What You Should Know:
– Today the Coalition for Health AI (CHAI) released a draft framework for responsible health AI with an invitation for public review and comment.
– The framework, consisting of an Assurance Standards Guide, provides considerations to ensure standards are met in the deployment of AI in healthcare. This draft framework was created with a consensus-based approach, drawing upon the expertise and knowledge of multiple, diverse stakeholders from across the healthcare ecosystem.
Assurance Reporting Checklists for Health AI: Building Consensus and Ensuring Equity
A set of draft companion documents, called The Assurance Reporting Checklists, has been developed to provide criteria for evaluating standards across the AI lifecycle, from identifying a use case and developing a product to deployment and monitoring. The principles underlying these documents align with several authoritative sources, including the National Academy of Medicine’s AI Code of Conduct, the White House Blueprint for an AI Bill of Rights, various frameworks from the National Institute of Standards and Technology, and the Cybersecurity Framework from the Department of Health and Human Services Administration for Strategic Preparedness & Responses.
Multiple, diverse stakeholders are involved in the selection, development, deployment, and use of AI solutions intended for patient care and related health system processes. This includes clinicians, nurses, AI technology developers, data scientists, bioethicists, regulators, patients, and their caregivers. The Guide aims to build consensus among these stakeholders by providing a common language and understanding of the lifecycle of health AI solutions, highlighting best practices for designing, developing, and deploying AI within healthcare workflows. This consensus will help ensure that AI technologies provide effective, useful, safe, secure, fair, and equitable care.
“We reached an important milestone today with the open and public release of our draft assurance standards guide and reporting tools,” said Dr. Brian Anderson, CHAI’s chief executive officer. “This step will demonstrate that a consensus-based approach across the health ecosystem can both support innovation in healthcare and build trust that AI can serve all of us.”
The Assurance Reporting Checklists translate these consensus considerations into actionable evaluation criteria to assist in the independent review of health AI solutions throughout their lifecycle. They ensure that AI solutions are effective, valid, secure, and minimize bias. Independent reviewers and organizations evaluating AI solutions, as well as individuals involved in the AI lifecycle, can use these checklists to review their work. Public reporting of the results from applying the Checklists ensures transparency regarding the risks and benefits of AI solutions, aiding organizational leadership in making informed decisions about AI technology development and deployment.

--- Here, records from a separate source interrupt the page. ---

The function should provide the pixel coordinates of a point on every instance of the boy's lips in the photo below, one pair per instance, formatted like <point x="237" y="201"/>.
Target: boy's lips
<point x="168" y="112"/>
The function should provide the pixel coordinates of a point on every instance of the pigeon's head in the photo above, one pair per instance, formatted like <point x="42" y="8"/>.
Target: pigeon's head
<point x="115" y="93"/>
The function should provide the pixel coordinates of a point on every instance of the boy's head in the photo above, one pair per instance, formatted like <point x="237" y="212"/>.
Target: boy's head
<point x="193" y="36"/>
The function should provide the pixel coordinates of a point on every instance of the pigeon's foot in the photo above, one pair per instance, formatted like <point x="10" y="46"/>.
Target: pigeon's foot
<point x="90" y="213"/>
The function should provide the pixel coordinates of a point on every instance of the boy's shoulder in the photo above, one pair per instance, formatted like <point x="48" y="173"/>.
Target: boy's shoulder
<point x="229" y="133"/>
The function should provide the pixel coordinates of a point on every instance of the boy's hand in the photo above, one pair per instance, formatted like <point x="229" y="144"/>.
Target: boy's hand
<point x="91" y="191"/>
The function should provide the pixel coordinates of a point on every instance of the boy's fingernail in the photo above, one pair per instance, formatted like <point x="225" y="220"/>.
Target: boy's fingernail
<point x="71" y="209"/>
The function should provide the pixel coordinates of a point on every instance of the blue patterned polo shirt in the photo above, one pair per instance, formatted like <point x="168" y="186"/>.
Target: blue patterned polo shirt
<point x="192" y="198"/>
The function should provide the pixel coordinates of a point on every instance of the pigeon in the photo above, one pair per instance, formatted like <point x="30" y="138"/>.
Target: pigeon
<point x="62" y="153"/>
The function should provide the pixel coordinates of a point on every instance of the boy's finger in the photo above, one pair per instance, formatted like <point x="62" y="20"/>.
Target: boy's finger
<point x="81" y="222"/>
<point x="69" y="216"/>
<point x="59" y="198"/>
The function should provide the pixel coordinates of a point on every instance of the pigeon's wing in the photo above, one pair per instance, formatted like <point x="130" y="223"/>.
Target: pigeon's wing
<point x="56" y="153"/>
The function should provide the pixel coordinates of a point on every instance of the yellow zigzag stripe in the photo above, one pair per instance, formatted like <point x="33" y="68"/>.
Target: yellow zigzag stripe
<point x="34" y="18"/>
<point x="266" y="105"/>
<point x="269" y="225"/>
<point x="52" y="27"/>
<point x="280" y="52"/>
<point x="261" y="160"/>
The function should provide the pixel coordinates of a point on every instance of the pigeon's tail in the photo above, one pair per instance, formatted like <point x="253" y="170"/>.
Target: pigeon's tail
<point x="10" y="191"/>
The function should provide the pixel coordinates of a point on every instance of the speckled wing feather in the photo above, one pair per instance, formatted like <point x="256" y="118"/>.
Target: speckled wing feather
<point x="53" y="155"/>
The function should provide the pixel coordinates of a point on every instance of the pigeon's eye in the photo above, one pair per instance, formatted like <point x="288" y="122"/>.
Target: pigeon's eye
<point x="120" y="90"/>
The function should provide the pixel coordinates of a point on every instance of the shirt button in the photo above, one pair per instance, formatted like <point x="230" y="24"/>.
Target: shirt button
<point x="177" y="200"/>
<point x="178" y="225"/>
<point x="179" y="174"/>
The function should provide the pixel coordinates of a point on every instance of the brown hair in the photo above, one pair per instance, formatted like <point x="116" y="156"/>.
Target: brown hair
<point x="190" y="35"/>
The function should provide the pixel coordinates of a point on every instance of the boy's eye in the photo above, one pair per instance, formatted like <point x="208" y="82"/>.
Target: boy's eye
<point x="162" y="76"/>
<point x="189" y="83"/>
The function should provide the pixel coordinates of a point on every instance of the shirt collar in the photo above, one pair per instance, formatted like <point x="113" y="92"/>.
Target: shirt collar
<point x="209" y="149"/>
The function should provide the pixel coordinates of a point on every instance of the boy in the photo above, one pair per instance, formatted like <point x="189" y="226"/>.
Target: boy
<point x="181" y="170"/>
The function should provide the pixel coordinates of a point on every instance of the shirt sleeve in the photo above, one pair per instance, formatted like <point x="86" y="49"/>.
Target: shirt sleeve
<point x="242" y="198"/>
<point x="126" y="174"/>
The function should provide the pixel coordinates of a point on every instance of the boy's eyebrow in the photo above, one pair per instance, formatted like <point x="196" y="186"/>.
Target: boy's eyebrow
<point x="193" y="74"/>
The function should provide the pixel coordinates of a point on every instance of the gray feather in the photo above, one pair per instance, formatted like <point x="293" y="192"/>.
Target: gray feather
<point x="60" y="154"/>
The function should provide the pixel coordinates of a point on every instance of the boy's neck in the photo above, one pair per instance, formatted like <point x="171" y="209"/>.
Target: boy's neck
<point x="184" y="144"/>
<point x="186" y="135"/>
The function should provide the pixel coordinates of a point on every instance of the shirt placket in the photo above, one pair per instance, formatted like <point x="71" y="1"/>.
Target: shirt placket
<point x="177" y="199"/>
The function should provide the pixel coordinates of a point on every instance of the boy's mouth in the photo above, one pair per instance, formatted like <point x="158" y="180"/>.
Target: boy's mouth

To demonstrate the practical application of these guidelines, the Guide describes six diverse examples showcasing variations in considerations and best practices in real-world scenarios: a predictive EHR risk use case for pediatric asthma exacerbation, an imaging diagnostic use case for mammography, a generative AI use case for EHR query and extraction, a claims-based outpatient use case for care management, a clinical operations and administration use case for prior authorization with medical coding, and a genomics use case for precision oncology with genomic markers.
In April 2023, CHAI released the “Blueprint for Trustworthy AI Implementation Guidance and Assurance for Healthcare,” the first broad consensus-based effort among subject matter experts from leading academic medical centers, regional health systems, patient advocates, and a range of healthcare and technology stakeholders in collaboration with federal agencies. The Guide combines principles from the Blueprint with guidance from federal agencies, while the Checklists provide actionable steps for applying assurance standards in day-to-day operational processes.
The Guide and Checklists were reviewed by CHAI’s editorial board and presented during its May community convening at Stanford University, which included patient advocates, regional and local health system leaders, technology developers, regulators, industry standard groups, and other stakeholders. Moving forward, CHAI will proactively engage stakeholders across the healthcare ecosystem, including patient advocates, under-resourced local health systems, and start-ups, to gather additional feedback and finalize the Guide. This ongoing input will ensure the Guide remains updated and relevant, addressing the urgent need for consensus standards and practical guidance to ensure that AI in healthcare benefits all populations, including underserved and underrepresented communities.